The kernel crypto API requires the caller to set an IV in the request data 
structure. That request data structure shall define one particular cipher 
operation. During the cipher operation, the IV is read by the cipher 
implementation and eventually the potentially updated IV (e.g. in case of CBC) 
is written back to the memory location the request data structure points to.

AF_ALG allows setting the IV with a sendmsg request, where the IV is stored in 
the AF_ALG context that is unique to one particular AF_ALG socket. Note the 
analogy: an AF_ALG socket is like a TFM where one recvmsg operation uses one 
request with the TFM from the socket.

AF_ALG these days supports AIO operations with multiple IOCBs. I.e. with one 
recvmsg call, multiple IOVECs can be specified. Each individual IOCB (derived 
from one IOVEC) implies that one request data structure is created with the 
data to be processed by the cipher implementation. The IV that was set with 
the sendmsg call is registered with the request data structure before the 
cipher operation.

In case of an AIO operation, the cipher operation invocation returns 
immediately, queuing the request to the hardware. While the AIO request is 
processed by the hardware, recvmsg processes the next IOVEC for which another 
request is created. Again, the IV buffer from the AF_ALG socket context is 
registered with the new request and the cipher operation is invoked.

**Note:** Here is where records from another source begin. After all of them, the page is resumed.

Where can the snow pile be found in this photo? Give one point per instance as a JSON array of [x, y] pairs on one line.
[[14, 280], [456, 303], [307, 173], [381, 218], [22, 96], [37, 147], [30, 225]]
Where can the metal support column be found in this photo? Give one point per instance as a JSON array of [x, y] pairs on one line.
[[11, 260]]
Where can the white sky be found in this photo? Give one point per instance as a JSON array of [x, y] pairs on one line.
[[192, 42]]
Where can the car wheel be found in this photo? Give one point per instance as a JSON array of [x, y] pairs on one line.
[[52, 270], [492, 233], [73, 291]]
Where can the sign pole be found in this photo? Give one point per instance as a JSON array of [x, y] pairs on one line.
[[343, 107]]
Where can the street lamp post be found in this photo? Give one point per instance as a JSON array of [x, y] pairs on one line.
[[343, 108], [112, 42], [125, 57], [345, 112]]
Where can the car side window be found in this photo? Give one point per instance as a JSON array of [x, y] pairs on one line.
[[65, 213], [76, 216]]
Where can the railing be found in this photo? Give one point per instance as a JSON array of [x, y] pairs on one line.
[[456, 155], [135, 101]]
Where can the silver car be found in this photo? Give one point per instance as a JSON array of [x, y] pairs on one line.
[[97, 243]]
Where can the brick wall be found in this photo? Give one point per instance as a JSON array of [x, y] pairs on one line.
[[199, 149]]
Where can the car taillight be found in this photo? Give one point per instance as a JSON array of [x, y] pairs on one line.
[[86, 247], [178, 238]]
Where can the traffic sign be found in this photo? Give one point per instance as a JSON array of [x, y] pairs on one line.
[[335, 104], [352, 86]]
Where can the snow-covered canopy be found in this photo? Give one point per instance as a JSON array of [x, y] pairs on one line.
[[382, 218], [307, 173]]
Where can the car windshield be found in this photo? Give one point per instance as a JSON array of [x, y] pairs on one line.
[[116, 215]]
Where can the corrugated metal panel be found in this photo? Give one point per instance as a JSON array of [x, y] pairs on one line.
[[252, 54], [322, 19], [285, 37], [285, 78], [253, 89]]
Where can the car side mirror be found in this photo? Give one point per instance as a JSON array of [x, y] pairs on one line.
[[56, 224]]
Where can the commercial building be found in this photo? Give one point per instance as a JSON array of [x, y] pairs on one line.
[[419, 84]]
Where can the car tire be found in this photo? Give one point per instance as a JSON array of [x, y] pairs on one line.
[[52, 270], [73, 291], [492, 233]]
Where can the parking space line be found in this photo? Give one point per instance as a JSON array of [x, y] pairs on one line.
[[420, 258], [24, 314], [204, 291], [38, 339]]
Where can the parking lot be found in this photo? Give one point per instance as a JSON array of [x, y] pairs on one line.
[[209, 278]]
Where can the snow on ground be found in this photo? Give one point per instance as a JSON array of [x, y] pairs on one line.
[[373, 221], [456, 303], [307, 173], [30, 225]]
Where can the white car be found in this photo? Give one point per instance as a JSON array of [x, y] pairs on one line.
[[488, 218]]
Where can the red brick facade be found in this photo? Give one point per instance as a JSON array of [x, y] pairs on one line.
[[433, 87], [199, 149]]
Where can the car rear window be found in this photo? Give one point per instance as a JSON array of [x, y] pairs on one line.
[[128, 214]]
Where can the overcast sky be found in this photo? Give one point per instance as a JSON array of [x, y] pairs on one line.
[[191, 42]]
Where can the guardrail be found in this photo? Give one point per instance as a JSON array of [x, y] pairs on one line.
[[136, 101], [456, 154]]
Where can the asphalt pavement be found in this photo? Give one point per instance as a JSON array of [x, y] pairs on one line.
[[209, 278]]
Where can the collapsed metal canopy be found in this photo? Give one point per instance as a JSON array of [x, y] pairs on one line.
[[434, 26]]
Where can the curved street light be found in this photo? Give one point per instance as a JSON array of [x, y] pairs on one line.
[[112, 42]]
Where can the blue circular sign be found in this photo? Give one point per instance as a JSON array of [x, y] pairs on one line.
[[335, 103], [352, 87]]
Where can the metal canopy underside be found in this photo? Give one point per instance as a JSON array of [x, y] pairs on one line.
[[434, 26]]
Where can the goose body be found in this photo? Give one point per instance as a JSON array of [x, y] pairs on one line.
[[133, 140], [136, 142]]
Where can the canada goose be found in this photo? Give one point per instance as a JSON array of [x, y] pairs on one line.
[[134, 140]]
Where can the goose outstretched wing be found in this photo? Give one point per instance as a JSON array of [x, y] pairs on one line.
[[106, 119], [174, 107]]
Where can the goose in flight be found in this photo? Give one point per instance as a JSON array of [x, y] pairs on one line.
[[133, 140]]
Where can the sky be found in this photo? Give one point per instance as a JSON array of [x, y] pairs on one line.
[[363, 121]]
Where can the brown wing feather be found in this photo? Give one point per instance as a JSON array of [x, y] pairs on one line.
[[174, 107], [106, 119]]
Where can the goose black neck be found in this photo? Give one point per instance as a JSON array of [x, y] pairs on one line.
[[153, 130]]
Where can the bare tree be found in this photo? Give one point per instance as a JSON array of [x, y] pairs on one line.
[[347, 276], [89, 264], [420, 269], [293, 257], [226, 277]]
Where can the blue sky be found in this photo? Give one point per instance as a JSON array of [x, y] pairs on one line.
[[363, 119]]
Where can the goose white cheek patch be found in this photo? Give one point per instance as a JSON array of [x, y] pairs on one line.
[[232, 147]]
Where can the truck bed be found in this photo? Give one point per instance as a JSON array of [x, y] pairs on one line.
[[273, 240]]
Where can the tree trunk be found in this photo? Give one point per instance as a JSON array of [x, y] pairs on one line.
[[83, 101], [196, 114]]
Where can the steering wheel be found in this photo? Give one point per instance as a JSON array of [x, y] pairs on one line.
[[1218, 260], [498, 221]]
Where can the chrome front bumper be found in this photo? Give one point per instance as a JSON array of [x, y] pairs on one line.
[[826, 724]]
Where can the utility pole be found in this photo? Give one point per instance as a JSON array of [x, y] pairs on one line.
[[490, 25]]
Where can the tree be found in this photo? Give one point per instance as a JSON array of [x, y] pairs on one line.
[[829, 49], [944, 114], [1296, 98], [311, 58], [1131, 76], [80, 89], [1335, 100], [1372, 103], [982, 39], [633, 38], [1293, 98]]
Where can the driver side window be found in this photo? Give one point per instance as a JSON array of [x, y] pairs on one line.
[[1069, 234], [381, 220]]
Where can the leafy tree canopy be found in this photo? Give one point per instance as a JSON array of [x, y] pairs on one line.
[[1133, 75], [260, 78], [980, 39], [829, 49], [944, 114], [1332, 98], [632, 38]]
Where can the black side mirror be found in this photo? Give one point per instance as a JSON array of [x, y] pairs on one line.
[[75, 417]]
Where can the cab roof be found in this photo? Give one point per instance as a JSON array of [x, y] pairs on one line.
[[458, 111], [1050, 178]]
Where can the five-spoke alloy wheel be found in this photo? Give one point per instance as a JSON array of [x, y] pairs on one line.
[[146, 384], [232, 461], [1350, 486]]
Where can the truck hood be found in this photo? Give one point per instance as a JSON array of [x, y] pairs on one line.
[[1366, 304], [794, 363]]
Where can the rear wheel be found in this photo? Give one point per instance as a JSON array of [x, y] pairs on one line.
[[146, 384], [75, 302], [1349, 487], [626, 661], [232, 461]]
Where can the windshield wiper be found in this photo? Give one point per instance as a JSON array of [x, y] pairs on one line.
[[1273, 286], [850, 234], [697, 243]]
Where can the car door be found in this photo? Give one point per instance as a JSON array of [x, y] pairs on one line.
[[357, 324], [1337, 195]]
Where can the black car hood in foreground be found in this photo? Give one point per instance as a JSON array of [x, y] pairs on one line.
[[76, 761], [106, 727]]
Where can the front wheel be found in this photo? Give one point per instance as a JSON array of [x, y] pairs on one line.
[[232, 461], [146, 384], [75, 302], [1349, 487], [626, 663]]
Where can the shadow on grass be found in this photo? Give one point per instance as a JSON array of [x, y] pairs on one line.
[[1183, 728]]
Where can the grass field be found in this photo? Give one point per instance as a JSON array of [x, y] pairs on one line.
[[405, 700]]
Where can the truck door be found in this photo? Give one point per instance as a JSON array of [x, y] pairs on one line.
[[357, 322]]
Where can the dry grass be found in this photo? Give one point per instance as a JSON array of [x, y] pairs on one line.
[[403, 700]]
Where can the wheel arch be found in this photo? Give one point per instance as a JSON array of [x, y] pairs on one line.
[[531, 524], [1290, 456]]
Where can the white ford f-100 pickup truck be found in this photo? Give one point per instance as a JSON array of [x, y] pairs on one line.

You may now see that there is a potential race condition regarding the IV 
handling, because there is *no* separate IV buffer for the different requests. 
This is nicely demonstrated with libkcapi using the following command which 
creates an AIO request with two IOCBs each encrypting one AES block in CBC 
mode:

kcapi  -d 2 -x 9  -e -c "cbc(aes)" -k 
8d7dd9b0170ce0b5f2f8e1aa768e01e91da8bfc67fd486d081b28254c99eb423 -i 
7fbc02ebf5b93322329df9bfccb635af -p 48981da18e4bb9ef7e2e3162d16b1910

When the first AIO request finishes before the 2nd AIO request is processed, 
the returned value is:

8b19050f66582cb7f7e4b6c873819b7108afa0eaa7de29bac7d903576b674c32

I.e. two blocks where the IV output from the first request is the IV input to 
the 2nd block.

In case the first AIO request is not completed before the 2nd request 
commences, the result is two identical AES blocks (i.e. both use the same IV):

8b19050f66582cb7f7e4b6c873819b718b19050f66582cb7f7e4b6c873819b71

This inconsistent result may even lead to the conclusion that there can be a 
memory corruption in the IV buffer if both AIO requests write to the IV buffer 
at the same time.

This needs to be solved somehow. I see the following options which I would 
like to have vetted by the community.

1. Require that the cipher implementations serialize any AIO requests that 
have dependencies. I.e. for CBC, requests need to be serialized by the driver. 
For, say, ECB or XTS no serialization is necessary.

2. Change AF_ALG to require a per-request IV. This could be implemented by 
moving the IV submission via CMSG from sendmsg to recvmsg. I.e. the recvmsg 
code path would obtain the IV.

I would tend to favor option 2 as this requires code change at only location. 
If option 2 is considered, I would recommend to still allow setting the IV via 
sendmsg CMSG (to keep the interface stable). If, however, the caller provides 
an IV via recvmsg, this takes precedence.

If there are other options, please allow us to learn about them.

Ciao
Stephan